According to new research, 67% of B2B marketers expect their experiential marketing budgets to increase before the end of 2020, with a projected budget growth of around 24%.
What’s driving this growing investment? Well, three-quarters of B2B marketers think experiential marketing was their most successful tactic in the last year. Clearly, experiential is working.
It’s more difficult to pin down how, exactly, it is working. As many brands begin to nurture a holistic approach to experience design, measuring ROI can take a back seat as everyone gets excited about attention-grabbing sound and light shows. But for experience design to be successful, it has to have a system of evaluation built into it from the get-go.
Set the Right Targets
With clear targets in mind from the start, brand owners can ensure they get the most out of any experience they create. Aims and targets should be chosen and structured in order to demonstrate clear movement down the sales funnel, and should be pinned down as precisely as possible.
Ask yourself, which user behavior should a given experience drive, at which point in the process, and why? Events and activations can then be devised with targets in mind, revealing at the planning phase how they will concretely contribute to engagement and lead generation.
Know Your Audience
Experiential marketing case studies are rife with stories of flash-mobs, contests, talking points and play spaces. All of which is well and good. But a great experiential marketer won’t throw every idea at the wall, just to see what sticks. It’s vital to understand your audience, first.

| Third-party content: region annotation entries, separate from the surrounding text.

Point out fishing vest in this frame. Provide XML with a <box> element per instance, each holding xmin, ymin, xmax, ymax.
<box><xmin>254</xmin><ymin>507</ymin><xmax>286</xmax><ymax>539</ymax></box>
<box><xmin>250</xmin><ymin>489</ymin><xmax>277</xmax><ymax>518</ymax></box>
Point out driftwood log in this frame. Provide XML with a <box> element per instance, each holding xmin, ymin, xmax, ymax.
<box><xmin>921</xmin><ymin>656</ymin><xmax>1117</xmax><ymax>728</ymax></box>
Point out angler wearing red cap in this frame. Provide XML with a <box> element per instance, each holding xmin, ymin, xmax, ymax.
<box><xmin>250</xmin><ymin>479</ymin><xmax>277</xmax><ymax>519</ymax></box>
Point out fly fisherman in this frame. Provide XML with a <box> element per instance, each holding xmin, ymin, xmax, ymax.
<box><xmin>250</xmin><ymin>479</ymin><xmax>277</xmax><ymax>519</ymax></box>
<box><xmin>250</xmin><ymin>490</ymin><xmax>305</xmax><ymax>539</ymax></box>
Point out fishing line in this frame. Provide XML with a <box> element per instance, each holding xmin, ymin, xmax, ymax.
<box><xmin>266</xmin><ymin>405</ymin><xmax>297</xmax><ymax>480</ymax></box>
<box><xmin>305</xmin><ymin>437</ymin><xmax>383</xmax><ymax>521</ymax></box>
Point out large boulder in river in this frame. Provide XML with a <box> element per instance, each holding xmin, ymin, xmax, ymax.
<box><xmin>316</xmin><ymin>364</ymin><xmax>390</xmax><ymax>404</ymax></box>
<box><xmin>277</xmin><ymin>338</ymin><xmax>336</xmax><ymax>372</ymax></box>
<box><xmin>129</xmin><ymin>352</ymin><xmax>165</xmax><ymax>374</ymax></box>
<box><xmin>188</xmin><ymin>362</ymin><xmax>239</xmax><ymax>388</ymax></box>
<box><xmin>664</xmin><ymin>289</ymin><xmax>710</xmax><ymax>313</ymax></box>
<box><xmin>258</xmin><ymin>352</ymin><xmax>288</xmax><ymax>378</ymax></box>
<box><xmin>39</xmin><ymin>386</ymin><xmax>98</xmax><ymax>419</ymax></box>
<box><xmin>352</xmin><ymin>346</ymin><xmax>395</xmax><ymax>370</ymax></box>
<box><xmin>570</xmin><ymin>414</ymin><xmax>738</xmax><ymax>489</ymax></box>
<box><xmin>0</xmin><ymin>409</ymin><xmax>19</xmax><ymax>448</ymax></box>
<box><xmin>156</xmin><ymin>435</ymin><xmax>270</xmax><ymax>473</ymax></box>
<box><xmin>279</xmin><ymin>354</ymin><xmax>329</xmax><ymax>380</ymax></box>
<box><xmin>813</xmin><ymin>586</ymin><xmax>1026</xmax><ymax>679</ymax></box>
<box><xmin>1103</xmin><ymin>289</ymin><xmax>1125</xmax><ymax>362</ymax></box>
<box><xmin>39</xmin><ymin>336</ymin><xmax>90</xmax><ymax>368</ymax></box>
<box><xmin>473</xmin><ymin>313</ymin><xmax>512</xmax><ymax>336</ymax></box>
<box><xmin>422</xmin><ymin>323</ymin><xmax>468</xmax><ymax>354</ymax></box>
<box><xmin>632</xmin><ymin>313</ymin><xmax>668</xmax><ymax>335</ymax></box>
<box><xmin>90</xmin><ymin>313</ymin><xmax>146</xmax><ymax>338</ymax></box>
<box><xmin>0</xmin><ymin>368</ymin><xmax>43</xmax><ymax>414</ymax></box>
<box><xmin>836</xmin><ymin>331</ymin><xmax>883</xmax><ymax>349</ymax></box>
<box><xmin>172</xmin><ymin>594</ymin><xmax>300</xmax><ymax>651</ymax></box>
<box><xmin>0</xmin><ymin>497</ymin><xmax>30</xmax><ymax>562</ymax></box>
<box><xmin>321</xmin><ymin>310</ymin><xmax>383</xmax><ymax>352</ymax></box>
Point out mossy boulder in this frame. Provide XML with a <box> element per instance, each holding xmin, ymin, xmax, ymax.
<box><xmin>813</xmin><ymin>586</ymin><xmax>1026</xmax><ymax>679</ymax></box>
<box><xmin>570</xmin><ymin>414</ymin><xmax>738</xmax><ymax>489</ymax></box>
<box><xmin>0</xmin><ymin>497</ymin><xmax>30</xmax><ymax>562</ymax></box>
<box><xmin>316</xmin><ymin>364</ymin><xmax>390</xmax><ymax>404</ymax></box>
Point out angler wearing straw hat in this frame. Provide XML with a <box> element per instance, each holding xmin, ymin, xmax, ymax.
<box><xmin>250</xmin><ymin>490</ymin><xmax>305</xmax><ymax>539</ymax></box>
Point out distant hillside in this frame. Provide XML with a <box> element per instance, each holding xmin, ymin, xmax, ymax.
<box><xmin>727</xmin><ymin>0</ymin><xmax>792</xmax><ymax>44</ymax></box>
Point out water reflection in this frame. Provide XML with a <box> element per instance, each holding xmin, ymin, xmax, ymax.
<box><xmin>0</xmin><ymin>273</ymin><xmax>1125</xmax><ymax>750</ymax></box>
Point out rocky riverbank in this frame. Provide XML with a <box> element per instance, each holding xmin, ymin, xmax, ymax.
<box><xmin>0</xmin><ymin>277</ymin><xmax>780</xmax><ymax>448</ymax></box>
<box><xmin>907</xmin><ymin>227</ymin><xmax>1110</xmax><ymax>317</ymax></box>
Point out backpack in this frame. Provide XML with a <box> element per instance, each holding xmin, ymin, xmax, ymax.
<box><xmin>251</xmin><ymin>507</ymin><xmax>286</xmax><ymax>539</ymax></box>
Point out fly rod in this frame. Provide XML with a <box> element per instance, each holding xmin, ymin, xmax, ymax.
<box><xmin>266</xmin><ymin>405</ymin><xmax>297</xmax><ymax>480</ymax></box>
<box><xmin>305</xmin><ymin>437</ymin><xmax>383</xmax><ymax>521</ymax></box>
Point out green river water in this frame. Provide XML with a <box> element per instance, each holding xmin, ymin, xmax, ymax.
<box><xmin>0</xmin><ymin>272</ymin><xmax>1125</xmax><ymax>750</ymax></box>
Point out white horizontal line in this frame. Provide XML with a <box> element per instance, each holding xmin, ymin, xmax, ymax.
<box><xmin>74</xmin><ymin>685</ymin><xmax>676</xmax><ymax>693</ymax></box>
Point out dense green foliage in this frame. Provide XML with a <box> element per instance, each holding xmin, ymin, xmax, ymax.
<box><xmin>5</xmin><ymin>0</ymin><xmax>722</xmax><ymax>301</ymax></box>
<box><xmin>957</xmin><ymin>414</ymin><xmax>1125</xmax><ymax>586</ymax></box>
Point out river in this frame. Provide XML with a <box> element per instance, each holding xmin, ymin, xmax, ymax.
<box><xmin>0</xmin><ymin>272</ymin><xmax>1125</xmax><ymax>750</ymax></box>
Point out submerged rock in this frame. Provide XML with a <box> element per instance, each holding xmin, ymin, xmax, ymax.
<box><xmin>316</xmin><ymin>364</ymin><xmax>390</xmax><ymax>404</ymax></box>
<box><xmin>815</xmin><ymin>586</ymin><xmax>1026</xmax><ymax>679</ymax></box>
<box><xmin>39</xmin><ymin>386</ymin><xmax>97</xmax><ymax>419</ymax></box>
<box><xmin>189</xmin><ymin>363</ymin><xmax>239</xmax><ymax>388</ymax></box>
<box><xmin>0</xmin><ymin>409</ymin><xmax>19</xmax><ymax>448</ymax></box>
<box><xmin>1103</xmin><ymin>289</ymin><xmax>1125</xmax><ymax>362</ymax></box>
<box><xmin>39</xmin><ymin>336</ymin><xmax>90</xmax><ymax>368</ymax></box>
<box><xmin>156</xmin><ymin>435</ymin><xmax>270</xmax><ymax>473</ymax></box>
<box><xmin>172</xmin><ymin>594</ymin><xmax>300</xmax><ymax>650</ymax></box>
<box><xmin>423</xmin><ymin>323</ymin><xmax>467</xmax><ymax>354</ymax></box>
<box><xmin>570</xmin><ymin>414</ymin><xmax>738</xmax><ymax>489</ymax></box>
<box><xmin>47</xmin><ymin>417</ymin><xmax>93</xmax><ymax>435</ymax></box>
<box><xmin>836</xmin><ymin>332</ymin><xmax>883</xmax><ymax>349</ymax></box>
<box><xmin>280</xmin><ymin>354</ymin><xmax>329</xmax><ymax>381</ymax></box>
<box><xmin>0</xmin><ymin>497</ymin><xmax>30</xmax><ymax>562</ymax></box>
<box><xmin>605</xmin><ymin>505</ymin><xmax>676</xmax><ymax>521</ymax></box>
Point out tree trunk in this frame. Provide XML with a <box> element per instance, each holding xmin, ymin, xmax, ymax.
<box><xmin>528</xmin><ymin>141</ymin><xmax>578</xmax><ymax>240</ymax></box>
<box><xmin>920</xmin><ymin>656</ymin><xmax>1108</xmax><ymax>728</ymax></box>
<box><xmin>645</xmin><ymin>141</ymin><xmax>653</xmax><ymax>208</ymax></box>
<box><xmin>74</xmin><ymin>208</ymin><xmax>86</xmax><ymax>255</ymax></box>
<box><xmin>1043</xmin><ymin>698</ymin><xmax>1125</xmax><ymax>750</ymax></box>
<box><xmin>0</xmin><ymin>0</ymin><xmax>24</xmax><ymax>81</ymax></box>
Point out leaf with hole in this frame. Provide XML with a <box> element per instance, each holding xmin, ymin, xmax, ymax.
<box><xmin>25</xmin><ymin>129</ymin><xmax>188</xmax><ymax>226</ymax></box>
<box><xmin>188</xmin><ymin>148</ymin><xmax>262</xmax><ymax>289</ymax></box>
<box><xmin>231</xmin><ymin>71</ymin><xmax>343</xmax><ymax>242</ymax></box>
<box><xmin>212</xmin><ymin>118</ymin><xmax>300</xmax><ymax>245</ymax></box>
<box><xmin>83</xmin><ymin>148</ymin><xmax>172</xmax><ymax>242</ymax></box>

By truly getting to know a buyer and understanding their potential journey, B2B companies can tailor experiences to suit their audience’s preferences. You can’t waste time forcing interactions that buyers have no patience for. Otherwise, you risk being remembered for all the wrong reasons.
Keep It Personal
One commonly held misconception is that experiential design must have some kind of sensory wow factor. Yes, a wow factor is nice, but what’s even better is real, human connection. Creating connections and building relationships is a crucial component of great experience. Sometimes, bells and whistles can distract from the simple value of in-person conversation about a B2B product offering.
That’s not to say the wow factor doesn’t have its place. But when you hold discussions and have simple conversations with your buyers, you can take what you learn about them to create experiential wow moments that mean something to them on a more personal level. Those experiences, then, are more likely to drive the engagement that ultimately leads to conversion.